BEIRUT — On November 22, Lebanon marks Independence Day, not as a ceremonial day but as a reminder of the century-long struggle in which resistance was at the forefront of ousting foreign occupiers and establishing sovereignty.
Since the Declaration of Greater Lebanon in 1920, the French Mandate has sought to make the country a “buffer zone” rather than a truly free homeland. However, this design clashed with a society that did not want to abandon its fate.
In Jabal Amer (also known as the South), the first sparks of organized resistance were ignited under leaders like Sadiq Hamza and Addam Khanjar. Although the resistance leaders were despised by the French as “bandits,” they were actually the first defenders of a people determined to protect their land and true identity.
From the beginning, this resistance was national and pan-Arab. The Southern Uprising of 1920 coincided with Iraq’s revolt against Britain, and King Faisal’s government in Damascus provided arms and support to Syria’s independence struggle, recognizing that it was intertwined with southern Lebanon.
In the midst of this turmoil, Said Abdul Hussein Sharafeddin (RA), a revolutionary cleric and champion of Arab unity and independence, emerged as a leading intellectual.
On April 24, 1920, Said Sharafuddin convened the Wadi al-Hajr Conference, which categorically rejected foreign protection and guardianship and declared instead the need for complete and unyielding independence.
This assembly became the “constitution” of freedom and laid the ideological basis for resistance, including armed struggle, intellectual activism, cultural defense, and political mobilization.
Said Sharafeddin understood that effective opposition requires a core of military resistance, a backbone that supports broader social efforts.
He oversaw armed forces led by figures such as Hamza and Khanjar, and carried out daring operations against the French army.

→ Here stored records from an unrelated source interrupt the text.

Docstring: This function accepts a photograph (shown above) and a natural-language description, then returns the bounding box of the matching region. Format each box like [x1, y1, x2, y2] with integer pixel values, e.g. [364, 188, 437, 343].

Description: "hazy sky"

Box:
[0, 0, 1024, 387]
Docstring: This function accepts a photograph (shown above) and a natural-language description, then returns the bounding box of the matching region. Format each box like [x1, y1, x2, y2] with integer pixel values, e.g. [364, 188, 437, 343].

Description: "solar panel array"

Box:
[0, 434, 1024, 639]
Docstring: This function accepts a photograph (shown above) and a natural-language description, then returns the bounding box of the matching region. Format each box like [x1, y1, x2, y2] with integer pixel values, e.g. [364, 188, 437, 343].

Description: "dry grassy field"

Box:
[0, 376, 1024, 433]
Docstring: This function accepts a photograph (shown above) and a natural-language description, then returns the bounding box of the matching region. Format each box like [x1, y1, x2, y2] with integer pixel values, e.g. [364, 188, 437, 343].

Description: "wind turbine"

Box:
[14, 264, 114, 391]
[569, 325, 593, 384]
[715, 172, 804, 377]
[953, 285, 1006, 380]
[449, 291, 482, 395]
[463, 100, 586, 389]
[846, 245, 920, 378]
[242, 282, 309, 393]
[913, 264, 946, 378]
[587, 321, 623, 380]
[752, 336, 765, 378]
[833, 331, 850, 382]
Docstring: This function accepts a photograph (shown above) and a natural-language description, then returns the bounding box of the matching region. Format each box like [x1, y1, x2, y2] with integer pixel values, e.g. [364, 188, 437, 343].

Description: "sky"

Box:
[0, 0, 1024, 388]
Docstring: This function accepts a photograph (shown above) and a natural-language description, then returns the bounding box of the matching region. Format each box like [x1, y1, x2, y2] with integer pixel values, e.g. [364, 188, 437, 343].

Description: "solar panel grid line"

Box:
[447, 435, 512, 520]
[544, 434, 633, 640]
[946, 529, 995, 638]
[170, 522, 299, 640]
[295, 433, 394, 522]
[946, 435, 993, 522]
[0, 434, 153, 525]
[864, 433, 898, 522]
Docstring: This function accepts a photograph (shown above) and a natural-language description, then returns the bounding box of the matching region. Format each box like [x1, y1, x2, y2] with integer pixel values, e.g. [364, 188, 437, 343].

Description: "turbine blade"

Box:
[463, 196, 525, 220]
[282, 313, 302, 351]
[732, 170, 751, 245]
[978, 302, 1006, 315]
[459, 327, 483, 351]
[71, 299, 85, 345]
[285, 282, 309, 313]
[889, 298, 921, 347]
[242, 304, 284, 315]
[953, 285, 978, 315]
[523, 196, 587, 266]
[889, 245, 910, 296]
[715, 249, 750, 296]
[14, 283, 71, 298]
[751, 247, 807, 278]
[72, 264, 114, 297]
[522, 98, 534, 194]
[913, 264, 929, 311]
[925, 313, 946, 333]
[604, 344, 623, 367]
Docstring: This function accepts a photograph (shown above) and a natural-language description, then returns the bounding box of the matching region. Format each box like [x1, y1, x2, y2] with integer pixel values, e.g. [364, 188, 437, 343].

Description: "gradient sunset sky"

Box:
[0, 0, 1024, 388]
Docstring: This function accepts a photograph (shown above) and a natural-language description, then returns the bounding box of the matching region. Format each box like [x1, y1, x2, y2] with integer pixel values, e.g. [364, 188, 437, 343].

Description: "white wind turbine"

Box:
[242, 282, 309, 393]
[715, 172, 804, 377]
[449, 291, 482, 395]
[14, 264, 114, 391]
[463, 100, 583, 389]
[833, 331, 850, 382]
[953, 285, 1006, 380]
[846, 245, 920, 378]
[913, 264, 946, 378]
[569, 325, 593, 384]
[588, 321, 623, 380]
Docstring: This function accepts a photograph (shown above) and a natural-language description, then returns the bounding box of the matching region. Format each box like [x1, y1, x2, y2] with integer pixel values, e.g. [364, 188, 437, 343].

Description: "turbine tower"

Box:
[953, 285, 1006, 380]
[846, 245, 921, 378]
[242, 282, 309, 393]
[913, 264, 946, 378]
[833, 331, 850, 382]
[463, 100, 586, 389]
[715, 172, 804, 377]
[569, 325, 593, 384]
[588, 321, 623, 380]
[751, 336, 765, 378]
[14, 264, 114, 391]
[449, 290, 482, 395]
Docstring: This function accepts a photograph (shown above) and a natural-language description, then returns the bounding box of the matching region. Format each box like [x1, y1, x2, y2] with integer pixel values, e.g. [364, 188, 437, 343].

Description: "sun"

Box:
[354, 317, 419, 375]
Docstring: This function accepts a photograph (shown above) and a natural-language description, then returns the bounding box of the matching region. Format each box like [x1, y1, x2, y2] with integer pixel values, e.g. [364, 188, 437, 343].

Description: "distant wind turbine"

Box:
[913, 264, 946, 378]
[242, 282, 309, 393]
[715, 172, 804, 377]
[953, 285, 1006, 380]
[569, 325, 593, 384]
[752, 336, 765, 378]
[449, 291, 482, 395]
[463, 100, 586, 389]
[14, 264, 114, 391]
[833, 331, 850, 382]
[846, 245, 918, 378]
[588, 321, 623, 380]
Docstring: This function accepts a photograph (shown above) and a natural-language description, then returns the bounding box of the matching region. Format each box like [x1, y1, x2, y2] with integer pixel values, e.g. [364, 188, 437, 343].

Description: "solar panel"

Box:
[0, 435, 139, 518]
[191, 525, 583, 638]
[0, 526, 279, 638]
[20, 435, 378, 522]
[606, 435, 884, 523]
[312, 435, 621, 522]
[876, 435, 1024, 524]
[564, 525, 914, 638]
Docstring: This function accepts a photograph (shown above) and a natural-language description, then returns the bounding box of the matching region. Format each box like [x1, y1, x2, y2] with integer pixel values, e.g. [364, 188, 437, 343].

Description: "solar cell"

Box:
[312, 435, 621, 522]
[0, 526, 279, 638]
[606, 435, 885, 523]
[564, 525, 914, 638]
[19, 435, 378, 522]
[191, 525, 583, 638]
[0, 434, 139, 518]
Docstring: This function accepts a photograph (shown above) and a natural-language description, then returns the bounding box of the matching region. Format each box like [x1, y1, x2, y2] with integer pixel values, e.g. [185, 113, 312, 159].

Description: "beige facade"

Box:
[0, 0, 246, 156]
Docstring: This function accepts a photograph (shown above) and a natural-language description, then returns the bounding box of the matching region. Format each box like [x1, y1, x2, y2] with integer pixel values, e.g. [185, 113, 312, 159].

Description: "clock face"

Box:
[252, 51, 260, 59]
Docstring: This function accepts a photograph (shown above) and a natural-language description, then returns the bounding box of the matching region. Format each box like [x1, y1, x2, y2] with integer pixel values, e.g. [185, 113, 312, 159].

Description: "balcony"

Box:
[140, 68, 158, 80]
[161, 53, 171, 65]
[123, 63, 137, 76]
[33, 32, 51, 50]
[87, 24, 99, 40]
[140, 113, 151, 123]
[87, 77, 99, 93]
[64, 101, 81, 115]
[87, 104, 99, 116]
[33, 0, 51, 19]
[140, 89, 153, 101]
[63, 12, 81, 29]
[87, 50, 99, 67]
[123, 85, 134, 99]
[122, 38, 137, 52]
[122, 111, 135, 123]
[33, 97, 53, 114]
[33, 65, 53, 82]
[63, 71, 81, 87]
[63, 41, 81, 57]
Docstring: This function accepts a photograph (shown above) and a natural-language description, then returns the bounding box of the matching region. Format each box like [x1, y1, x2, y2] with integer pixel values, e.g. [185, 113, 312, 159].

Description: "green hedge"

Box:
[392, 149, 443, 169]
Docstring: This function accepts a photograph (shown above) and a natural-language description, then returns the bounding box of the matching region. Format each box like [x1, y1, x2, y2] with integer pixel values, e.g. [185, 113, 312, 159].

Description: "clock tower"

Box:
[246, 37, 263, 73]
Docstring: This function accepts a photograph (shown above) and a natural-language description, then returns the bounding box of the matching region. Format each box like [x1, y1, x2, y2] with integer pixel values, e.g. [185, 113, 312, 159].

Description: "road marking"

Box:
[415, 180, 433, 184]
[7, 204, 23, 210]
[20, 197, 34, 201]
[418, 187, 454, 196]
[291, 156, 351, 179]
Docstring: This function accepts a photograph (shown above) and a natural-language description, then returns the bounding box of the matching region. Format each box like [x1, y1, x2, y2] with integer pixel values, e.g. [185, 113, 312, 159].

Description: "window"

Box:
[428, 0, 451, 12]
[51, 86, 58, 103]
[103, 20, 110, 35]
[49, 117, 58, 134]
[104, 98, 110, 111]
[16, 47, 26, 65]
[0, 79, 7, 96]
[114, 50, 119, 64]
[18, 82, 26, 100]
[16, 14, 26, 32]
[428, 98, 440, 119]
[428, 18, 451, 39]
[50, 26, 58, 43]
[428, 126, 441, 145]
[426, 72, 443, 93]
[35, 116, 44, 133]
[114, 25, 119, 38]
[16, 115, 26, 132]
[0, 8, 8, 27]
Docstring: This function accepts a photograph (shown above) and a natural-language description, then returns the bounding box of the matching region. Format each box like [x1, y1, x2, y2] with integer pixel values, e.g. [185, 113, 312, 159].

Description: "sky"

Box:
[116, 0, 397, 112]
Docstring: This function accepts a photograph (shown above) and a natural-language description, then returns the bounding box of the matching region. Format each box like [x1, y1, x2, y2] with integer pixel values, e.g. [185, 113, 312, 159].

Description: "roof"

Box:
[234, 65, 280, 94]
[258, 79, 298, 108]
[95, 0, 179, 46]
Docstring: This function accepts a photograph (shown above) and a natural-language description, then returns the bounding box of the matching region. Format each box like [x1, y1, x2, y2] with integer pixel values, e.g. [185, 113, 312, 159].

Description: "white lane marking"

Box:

The resistance then faced manipulation from colonial forces who sought to turn the struggle into a sectarian conflict and undermine the legitimacy of the Sharafeddin. However, he defeated these plans, educated the public’s consciousness, prevented internal divisions, and united the community against foreign plans.
Said Sharafeddin declared, “Either unconquerable dignity or unrelenting humiliation. A life of freedom or wasted depravity in the quagmire of humanity. Either independence without guardians or enslavement to sit as an orphan at the table of the vile.”
Sharafeddin’s vision extended beyond Jabal Amer. He warned of partition and fragmentation, seeing it as a means of making Lebanon and Syria vulnerable to imperial, especially French and British, designs.
He vigorously promoted Syria’s complete independence within its natural borders and cultivated a revolutionary consciousness that planted the seeds of sovereignty in the collective consciousness of “Greater Syria.”
History will repeat itself under Israeli occupation. From 1978 to its liberation in 2000, to its consolidation in 2006 and 2024, Lebanon’s sovereignty depended less on the state itself than on resistance, a society that rose to defend its identity, honor, and homeland when external aggression and internal weakness intersected.
Today, remembering this legacy reaffirms the meaning of independence.
Lebanese sovereignty was never a slogan. It’s a stance, a principle, a sacrifice. Syed Sharafeddin’s struggle and the generations of resistance that followed remind us that freedom is earned and defended by those who are willing to act, not just claim it.
As Shakespeare wrote, “this blessed parcel, this earth, this realm,” the homeland, is defended not simply by those who claim it, but by those who have the courage to liberate it.